Bucchioni: "Troppi infortuni, ADL chieda spiegazioni! Futuro Conte? Dipende da una cosa"
Enzo Bucchioni, noto giornalista, è intervenuto nel corso di 'Napoli Talk', trasmissione sulla nostra Radio Tutto Napoli, prima radio tematica sul Napoli, che puoi ascoltare/vedere qui sul sito, in auto col DAB Campania o sulle app gratuite (scarica qui per Iphone o qui per Android): "Il campionato è stressante e pieno di variabili. Il Napoli deve fare quello che dice Conte: giocare ogni partita come fosse una finale. Se perdi questo approccio rischi di indebolirti mentalmente. È vero che stanno rientrando giocatori importanti e forse il periodo peggiore è alle spalle, ma bisogna pensare solo a battere il Torino e poi andare avanti gara dopo gara. I conti si fanno alla fine”.
Secondo te il futuro di Conte sarà ancora a Napoli?

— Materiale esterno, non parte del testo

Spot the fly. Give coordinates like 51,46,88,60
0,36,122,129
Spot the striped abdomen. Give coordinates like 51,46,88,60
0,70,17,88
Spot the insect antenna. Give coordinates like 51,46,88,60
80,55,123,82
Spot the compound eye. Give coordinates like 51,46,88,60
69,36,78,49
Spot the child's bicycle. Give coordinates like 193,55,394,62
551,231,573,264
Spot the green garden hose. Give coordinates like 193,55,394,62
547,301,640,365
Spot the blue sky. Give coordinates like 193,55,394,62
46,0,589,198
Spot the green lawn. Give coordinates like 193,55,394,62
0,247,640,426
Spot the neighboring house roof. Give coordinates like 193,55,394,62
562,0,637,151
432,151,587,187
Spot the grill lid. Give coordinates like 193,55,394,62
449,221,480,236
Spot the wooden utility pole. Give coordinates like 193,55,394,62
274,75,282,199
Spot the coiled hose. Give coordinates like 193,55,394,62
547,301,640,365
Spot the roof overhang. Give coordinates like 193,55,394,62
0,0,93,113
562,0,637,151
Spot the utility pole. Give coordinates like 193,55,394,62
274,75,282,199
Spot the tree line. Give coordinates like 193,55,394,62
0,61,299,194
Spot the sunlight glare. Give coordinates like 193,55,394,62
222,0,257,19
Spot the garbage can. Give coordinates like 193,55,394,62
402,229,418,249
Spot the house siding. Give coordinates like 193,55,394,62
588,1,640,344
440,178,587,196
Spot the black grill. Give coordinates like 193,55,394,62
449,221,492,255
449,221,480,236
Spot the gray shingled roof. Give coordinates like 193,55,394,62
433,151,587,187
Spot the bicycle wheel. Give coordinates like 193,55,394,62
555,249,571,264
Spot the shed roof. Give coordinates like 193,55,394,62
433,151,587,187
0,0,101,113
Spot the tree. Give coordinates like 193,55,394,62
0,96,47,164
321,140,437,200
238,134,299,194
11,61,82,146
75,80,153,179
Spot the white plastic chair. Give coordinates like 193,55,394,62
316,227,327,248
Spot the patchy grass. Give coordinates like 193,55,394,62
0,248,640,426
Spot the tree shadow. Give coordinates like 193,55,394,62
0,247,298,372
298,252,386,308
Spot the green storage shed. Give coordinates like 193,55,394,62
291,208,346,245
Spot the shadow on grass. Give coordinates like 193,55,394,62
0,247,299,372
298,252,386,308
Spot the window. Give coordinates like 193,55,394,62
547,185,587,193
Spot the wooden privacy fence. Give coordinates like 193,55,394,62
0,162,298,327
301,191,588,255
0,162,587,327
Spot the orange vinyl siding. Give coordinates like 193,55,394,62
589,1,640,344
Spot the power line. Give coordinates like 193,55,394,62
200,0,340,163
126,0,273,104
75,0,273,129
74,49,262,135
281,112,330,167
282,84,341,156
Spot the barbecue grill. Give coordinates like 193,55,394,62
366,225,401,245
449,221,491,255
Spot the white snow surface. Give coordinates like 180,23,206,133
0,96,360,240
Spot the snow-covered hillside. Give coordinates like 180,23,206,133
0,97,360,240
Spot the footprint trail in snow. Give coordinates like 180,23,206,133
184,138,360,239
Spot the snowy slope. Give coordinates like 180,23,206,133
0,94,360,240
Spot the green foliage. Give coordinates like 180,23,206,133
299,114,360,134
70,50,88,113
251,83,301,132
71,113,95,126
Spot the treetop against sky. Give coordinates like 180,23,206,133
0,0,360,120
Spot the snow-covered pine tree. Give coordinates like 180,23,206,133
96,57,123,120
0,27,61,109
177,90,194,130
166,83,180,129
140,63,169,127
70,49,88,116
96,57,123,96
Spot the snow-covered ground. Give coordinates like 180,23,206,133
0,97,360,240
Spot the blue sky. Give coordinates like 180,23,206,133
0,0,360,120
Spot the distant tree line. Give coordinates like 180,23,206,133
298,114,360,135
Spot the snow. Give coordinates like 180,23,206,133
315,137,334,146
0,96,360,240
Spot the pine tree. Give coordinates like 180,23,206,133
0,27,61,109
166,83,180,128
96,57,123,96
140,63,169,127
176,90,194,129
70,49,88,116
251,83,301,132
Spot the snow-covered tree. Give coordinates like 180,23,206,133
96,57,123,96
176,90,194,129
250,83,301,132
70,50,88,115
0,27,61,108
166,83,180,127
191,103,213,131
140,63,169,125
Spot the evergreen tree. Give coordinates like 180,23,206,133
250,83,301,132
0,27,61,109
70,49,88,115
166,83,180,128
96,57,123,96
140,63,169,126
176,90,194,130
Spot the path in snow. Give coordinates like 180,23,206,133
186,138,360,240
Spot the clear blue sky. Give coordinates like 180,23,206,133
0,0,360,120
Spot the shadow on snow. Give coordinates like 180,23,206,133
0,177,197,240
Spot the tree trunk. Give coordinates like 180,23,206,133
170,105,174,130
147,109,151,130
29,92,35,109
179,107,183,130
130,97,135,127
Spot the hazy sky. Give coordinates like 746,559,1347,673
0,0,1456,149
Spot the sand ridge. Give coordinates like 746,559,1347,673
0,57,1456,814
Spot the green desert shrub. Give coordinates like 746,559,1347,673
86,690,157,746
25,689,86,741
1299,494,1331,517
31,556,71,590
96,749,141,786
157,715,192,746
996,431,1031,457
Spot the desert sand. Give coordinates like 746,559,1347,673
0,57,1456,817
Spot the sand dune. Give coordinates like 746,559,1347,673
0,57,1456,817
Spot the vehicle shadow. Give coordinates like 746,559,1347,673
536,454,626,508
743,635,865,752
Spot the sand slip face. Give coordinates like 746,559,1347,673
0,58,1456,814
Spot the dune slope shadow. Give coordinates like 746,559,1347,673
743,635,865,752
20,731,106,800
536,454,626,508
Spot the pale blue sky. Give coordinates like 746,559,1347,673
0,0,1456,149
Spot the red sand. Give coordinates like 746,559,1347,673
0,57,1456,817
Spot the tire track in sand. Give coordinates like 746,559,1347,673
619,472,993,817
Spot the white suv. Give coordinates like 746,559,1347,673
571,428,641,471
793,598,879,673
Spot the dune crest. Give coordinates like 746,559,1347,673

“È difficile dirlo oggi. Ci sono troppe variabili. La prima è la qualificazione alla Champions: io credo che il Napoli abbia buone possibilità, ma bisogna prima andarci. Poi bisognerà capire quali saranno i programmi della società. De Laurentiis dovrà tirare una riga su questa stagione: ha speso molto e investito tanto. Conte è un allenatore che chiede molto a se stesso ma anche alla società, vuole alzare l’asticella. Tutto dipenderà da quali programmi verranno condivisi”.

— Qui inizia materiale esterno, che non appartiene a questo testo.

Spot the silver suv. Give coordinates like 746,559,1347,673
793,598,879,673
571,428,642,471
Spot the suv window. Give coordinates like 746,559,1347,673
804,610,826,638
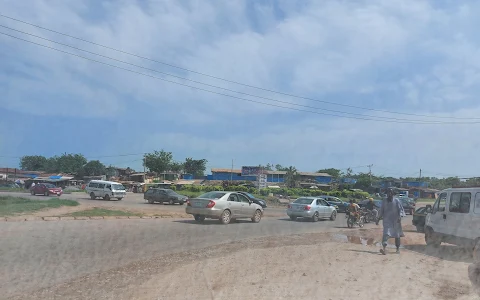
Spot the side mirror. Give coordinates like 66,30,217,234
425,204,432,214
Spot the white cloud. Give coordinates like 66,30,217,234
0,0,480,173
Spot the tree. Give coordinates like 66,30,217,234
78,160,106,176
317,168,343,178
144,150,173,174
183,157,207,177
20,155,47,171
285,166,299,188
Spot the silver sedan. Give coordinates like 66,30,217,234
185,191,263,224
287,197,337,222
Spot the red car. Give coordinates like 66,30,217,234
30,183,63,196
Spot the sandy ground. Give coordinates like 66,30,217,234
9,229,479,300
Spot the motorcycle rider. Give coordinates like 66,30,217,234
365,198,378,225
348,199,360,221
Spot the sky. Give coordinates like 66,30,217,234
0,0,480,177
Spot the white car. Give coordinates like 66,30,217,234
185,191,263,224
425,188,480,260
85,180,127,200
287,197,337,222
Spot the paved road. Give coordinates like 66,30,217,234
0,192,286,217
0,214,410,297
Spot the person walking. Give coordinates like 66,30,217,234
379,190,405,255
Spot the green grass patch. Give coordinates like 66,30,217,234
0,196,79,217
64,207,143,217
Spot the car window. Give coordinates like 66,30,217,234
449,192,472,214
293,198,312,204
415,207,426,214
433,193,447,213
228,194,239,202
238,194,250,203
473,193,480,214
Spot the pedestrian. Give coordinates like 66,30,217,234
379,190,405,255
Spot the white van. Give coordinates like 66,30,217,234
425,188,480,259
85,180,127,200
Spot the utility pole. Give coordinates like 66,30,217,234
367,164,373,186
230,158,233,184
143,154,147,183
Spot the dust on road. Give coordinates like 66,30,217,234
9,230,477,300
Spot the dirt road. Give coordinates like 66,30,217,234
6,230,478,300
0,192,286,217
0,214,356,296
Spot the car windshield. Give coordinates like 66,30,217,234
243,193,255,198
197,192,227,199
112,183,125,191
293,198,313,204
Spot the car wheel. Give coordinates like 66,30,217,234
193,215,205,223
425,228,442,247
312,212,320,222
220,209,232,225
252,209,262,223
330,211,337,221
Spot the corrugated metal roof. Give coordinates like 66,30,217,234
297,172,332,177
211,169,242,173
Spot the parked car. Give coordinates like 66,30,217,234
320,196,348,212
30,183,63,196
185,191,263,224
412,207,427,232
358,199,382,210
85,180,127,200
143,188,188,205
237,192,267,209
425,188,480,259
400,198,415,215
287,197,337,222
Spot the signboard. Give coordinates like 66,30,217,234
258,174,267,189
242,166,260,176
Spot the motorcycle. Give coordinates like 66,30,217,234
345,212,365,228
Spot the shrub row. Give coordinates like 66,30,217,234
177,185,369,199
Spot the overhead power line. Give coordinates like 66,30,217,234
0,14,480,120
0,32,480,125
0,24,464,123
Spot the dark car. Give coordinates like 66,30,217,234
412,207,427,232
30,183,63,196
400,198,415,215
237,192,267,208
320,196,348,212
143,188,188,205
358,199,382,210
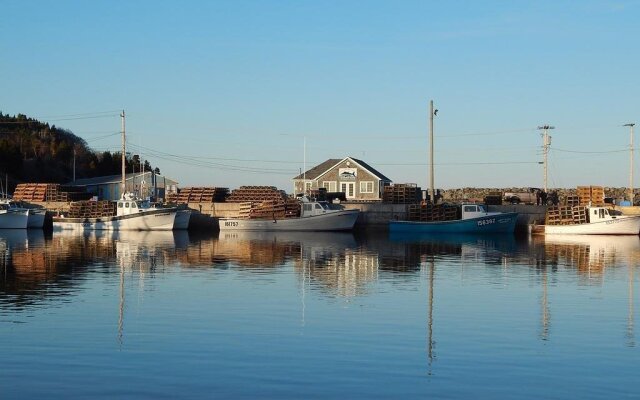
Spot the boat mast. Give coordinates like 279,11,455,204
429,100,436,204
538,125,556,193
623,123,636,205
120,110,127,196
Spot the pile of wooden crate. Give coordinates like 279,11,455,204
545,206,588,225
576,186,604,206
13,183,93,202
167,187,229,204
238,198,300,219
382,183,422,204
227,186,288,203
407,203,460,222
65,200,116,218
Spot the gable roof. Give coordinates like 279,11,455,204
349,157,391,182
293,158,342,180
293,157,391,182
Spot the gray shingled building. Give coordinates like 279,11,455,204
293,157,391,200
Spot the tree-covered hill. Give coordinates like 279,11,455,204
0,112,159,193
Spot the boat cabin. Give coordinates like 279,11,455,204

Gli infortuni sono stati il vero simbolo della stagione: 37 in totale.
“È un dato enorme. Non voglio fare processi perché non sono né un medico né un preparatore atletico, ma un numero del genere impone una riflessione. Il Napoli dovrà analizzare cosa non ha funzionato: capire dove si è sbagliato per evitare che succeda ancora. Se fossi De Laurentiis pretenderei spiegazioni molto chiare”.

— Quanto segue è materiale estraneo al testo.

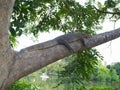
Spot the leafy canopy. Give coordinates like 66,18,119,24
10,0,120,88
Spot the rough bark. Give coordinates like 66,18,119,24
0,0,120,90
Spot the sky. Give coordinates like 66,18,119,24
15,0,120,65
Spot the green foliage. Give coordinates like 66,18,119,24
88,86,114,90
7,79,40,90
10,0,107,44
58,49,102,90
107,62,120,76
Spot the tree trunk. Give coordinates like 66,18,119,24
0,0,120,90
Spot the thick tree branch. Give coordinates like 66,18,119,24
5,28,120,86
0,0,14,49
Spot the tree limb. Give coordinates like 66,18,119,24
5,28,120,86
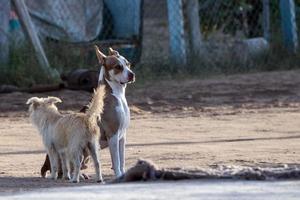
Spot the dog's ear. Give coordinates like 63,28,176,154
108,47,120,56
94,45,106,65
26,97,41,105
45,97,62,104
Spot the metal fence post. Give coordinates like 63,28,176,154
0,0,10,68
13,0,59,79
280,0,298,52
186,0,202,56
167,0,187,65
262,0,270,42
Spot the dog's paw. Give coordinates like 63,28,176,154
70,179,79,183
97,179,105,184
80,173,90,180
63,176,71,181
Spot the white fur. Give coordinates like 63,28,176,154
106,80,130,177
99,56,133,177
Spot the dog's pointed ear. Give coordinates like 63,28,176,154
94,45,106,65
45,97,62,104
108,47,120,56
26,97,40,105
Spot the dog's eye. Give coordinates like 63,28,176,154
115,65,123,70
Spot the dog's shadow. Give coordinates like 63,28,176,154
0,176,112,194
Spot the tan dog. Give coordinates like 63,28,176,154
27,86,105,183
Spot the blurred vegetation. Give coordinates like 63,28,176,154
0,0,300,87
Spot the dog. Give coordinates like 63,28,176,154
95,46,135,177
26,86,105,183
41,46,135,177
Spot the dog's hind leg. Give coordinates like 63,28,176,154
88,140,103,183
59,152,71,180
48,146,59,180
108,134,122,178
71,152,81,183
119,133,126,174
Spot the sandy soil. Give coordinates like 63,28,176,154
0,71,300,193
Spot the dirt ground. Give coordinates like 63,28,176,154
0,71,300,193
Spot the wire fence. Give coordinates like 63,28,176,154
0,0,300,85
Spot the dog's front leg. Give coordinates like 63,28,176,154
71,152,81,183
48,147,59,180
60,152,71,180
88,140,103,183
108,133,122,178
119,134,126,174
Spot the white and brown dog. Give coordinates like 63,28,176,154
95,46,135,177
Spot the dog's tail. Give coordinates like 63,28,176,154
85,85,105,121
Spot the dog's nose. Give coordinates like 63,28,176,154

Il rientro di Anguissa e De Bruyne può dare una spinta alla squadra?
“Dal punto di vista psicologico sì. Lo abbiamo visto anche con Lukaku: non è ancora al massimo ma il suo rientro ha dato energia. I campioni servono anche per questo, per portare entusiasmo nello spogliatoio. Poi bisognerà capire quanto potranno incidere subito sul piano fisico, ma il loro carisma è fondamentale”.
Contro il Torino mancherà Lobotka: al suo posto possibile coppia Gilmour-Elmas.
“Il Napoli ormai è abituato a situazioni di emergenza. Gilmour non è Lobotka, ma può fare il play e dare un punto di riferimento. Elmas invece è un giocatore che spesso viene sottovalutato: è modernissimo, può fare tanti ruoli, sa adattarsi e può anche segnare. In passato il Napoli si è trovato in situazioni ancora peggiori a centrocampo, quindi la squadra è ormai collaudata ad affrontare le difficoltà”.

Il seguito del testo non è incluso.